The editorial fails to understand that the most alarming element of Trump’s rhetoric during the speech isn’t a purely semantic one — it’s the clear failure to acknowledge that people from these countries have value and potential.
The editorial appeared two days prior in the Toledo Blade — a publication also owned by John Block, the Post-Gazette’s publisher and one of four people on the all-male, all-white editorial board. Apart from defending Trump, the editorial suggests we reserve the “word ‘racist’ to people like Bull Connor and Dylann Roof.”
Though “Reason as racism” is a shortsighted analysis of Trump’s language and its attitude is disappointing and disheartening, it’s crucial to note that the editorial is not representative of the City of Pittsburgh — or the rest of the Post-Gazette.
Protected by their union, dozens of Post-Gazette reporters, photographers and editors wrote or shared tweets critical of the editorial and the paper’s publisher.
Reporter Chris Potter said he removed his byline from his stories as a form of protest. Matt Moret, a Post-Gazette employee and former Pitt News opinions editor, called the editorial a “boiler plate reaction that comes from a venting session about how privilege isn’t real.” Reporter Rich Lord said it was “shocking and saddening” to read the editorial, especially on Martin Luther King Jr. Day.
Former staffers also criticized the editorial, with 28 writing a letter to the editor Tuesday, expressing anger at the editorial and its timing.
“The piece seeks to excuse President Trump’s disparaging remarks about nations of color,” the response said, “while also limiting the term ‘racist’ to the narrowest and most violent forms of the practice, as if it no longer exists.”
Though the backlash within the Post-Gazette community is noteworthy, focusing on these responses alone only scrapes the surface of the much more deep-seated, localized issue of racism embedded in the streets and neighborhoods of Pittsburgh.
At Milano Pizzeria in Uptown Friday night, Mahmut Yilmaz, a manager in the shop, was recorded and charged with assaulting 34-year-old Jade Martin. After his arrest, Yilmaz told police she was being “loud and disruptive.”

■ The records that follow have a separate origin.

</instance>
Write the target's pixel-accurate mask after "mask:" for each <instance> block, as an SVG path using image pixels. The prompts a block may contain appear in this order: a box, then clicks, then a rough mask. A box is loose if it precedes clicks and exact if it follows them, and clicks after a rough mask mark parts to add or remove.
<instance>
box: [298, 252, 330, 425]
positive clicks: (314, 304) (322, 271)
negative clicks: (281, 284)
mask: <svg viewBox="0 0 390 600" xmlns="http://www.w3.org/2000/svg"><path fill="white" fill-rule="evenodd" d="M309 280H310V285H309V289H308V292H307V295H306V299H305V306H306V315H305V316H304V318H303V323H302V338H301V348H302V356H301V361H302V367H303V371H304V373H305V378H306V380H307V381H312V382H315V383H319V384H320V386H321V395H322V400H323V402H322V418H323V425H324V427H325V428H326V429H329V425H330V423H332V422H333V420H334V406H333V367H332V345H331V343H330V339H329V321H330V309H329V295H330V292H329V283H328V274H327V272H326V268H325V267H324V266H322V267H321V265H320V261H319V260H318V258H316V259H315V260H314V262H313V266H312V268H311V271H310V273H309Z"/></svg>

This Martin Luther King Jr. Day, more than 70 protesters gathered in front of the pizzeria to protest the assault and demand justice for Martin, who is black.
“This is gonna be a catalyst to the year,” said Anthony Hall, a protester from the North Side. “Making sure that we’re taking back our community, equal rights and opportunity for all, standing up [against] more inequalities, not just for minorities, but for all.”
Though the Post-Gazette’s editorial is indeed disappointing — or according to a response from the Pittsburgh Foundation and the Heinz Endowments, “a sorry pastiche of whitewashing drivel” — we can take heart in knowing that this City, whether huddled en masse in front of a pizza shop or penning a letter of complaint, can speak louder than the voice of an editorial.